What we continue to find is that organizations need more Enterprise (top-level) and Change-Ready (mid-level) leaders to guide organizational sustainability. Rather than a narrow spotlight on financial metrics, these leaders look to impact their enterprise and its ecosystem across an extensive range of stakeholders. They think far and broad, with a performance and purpose-fueled vision that includes customers, competitors, and stakeholders in a systemic approach that drives collective, sustainable success—both now (based on current capabilities) and in the future (based on their capacity to develop). Focusing on impact enables leaders to harness the full potential of the organization to define and create value for all stakeholders, using a broad set of criteria, across multiple time horizons, enabling the triple bottom line.

The complexity of addressing sustainability's organizational problems presents new challenges for those in management and leadership roles. Balancing business leadership and sustainability involves maintaining a delicate equilibrium between leveraging existing organizational competencies and competitive advantages and venturing into unexplored areas. The former strategy centers around short-term goals and preserving your performance status quo, and it is more likely a closed or internally focused approach. The latter, although riskier, involves a long-term perspective, uncertain outcomes, and an openness to leveraging a broader ecosystem of supports. The key to balancing this equilibrium, says Jean-Marc Laouchez, president of the Korn Ferry Institute, “becomes a defining attribute of an Enterprise leader versus another type of leader.” “It is not just that they purposefully look at the long term,” he continues. “It is that they purposefully look at the short term to deliver financial results that integrate into long-term sustainable goals."

Learning to Move

Leaders capable of dismantling these historical dilemmas create organizational environments capable of ongoing learning to adapt and evolve, much like the circularity we seek to bring to sustainability (where waste is minimized because we recycle and continue to learn). This involves a shift from first-order change, which focuses on restoring the status quo, to second-order change, which involves holistic and disruptive efforts towards transformation. This type of learning requires organizations to continually deliver short-term results while they innovate and proactively influence their environment; we call this Movement Making, a sustained campaign led by a group of people with a shared purpose who create change together.

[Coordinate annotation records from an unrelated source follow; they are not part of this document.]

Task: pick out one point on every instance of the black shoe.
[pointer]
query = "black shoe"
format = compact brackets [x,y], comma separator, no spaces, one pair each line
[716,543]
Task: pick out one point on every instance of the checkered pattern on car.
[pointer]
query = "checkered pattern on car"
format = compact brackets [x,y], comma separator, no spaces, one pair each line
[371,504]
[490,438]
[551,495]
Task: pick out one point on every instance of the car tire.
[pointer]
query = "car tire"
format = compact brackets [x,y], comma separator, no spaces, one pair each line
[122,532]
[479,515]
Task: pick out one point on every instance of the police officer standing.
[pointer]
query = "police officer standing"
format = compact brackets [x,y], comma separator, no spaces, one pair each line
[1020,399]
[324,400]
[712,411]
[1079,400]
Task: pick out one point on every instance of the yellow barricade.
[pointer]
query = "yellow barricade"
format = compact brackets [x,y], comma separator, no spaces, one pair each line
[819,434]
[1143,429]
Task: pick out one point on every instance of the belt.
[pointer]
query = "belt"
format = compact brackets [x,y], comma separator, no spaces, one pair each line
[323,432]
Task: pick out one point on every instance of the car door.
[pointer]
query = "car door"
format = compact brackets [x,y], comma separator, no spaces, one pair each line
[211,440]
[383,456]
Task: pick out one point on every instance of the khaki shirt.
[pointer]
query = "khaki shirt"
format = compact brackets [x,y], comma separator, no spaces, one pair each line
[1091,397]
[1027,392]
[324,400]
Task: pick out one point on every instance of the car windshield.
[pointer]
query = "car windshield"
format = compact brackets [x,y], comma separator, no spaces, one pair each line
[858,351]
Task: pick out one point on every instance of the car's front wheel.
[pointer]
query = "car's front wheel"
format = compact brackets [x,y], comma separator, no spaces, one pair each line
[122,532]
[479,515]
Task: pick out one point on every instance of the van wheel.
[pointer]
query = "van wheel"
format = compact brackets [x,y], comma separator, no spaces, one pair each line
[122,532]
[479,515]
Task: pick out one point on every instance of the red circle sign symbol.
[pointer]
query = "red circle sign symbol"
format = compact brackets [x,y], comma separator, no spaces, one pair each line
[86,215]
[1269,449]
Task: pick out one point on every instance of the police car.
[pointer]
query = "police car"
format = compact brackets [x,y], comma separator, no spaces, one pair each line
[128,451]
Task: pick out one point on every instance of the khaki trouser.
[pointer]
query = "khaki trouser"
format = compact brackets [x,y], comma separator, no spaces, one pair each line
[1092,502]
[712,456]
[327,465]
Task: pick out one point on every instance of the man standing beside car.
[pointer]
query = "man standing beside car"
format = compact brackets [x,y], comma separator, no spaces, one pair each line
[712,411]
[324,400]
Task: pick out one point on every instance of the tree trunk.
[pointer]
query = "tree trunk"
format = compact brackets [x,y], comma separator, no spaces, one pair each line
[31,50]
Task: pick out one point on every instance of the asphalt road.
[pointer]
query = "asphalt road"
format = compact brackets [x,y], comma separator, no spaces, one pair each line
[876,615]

By doing this, organizations can ensure they are not just reacting to changes but actively shaping and moving toward their desired future.

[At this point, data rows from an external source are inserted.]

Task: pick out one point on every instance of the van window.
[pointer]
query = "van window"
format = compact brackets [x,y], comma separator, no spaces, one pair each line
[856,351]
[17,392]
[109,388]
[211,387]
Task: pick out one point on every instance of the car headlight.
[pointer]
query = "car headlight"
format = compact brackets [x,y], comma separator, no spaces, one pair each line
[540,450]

These organizational environments embed relevant talent and organizational structures, processes, and resources to enable a collective intelligence of critical mass toward transformation and responsiveness to our changing world. “The power of purpose is real. Leaders who can forge the emotional connection between meaningful work and the company’s impact in the world can unlock creativity, energy, and ingenuity,” says Mark Lancelott, Korn Ferry’s sustainability lead for EMEA. “This is particularly salient for the younger generation in the workforce, who have more of a vested interest in our collective future.”

Be More Than

The ongoing adaptation and resilience to climate change requires expanding the capabilities of leaders to guide organizations through transformation. Companies like Ørsted are shining examples of businesses that have either started with sustainability built into their DNA or are engaging in sustainability transformation. These leaders enact the power of purpose throughout the organization to attract and inspire talent by tackling impactful goals that are more than individual goals and profit targets. By selecting, identifying, and developing your leaders to become Enterprise and Change-Ready, organizations create the fundamental building blocks to meet the challenges of today and the future, where organizational sustainability is defined by profit, people, and the planet as equally important organizational outcomes. Ultimately, leveraging an opportunity for organizations to lead the way in reducing the world’s emissions, tipping the momentum from not enough to more than.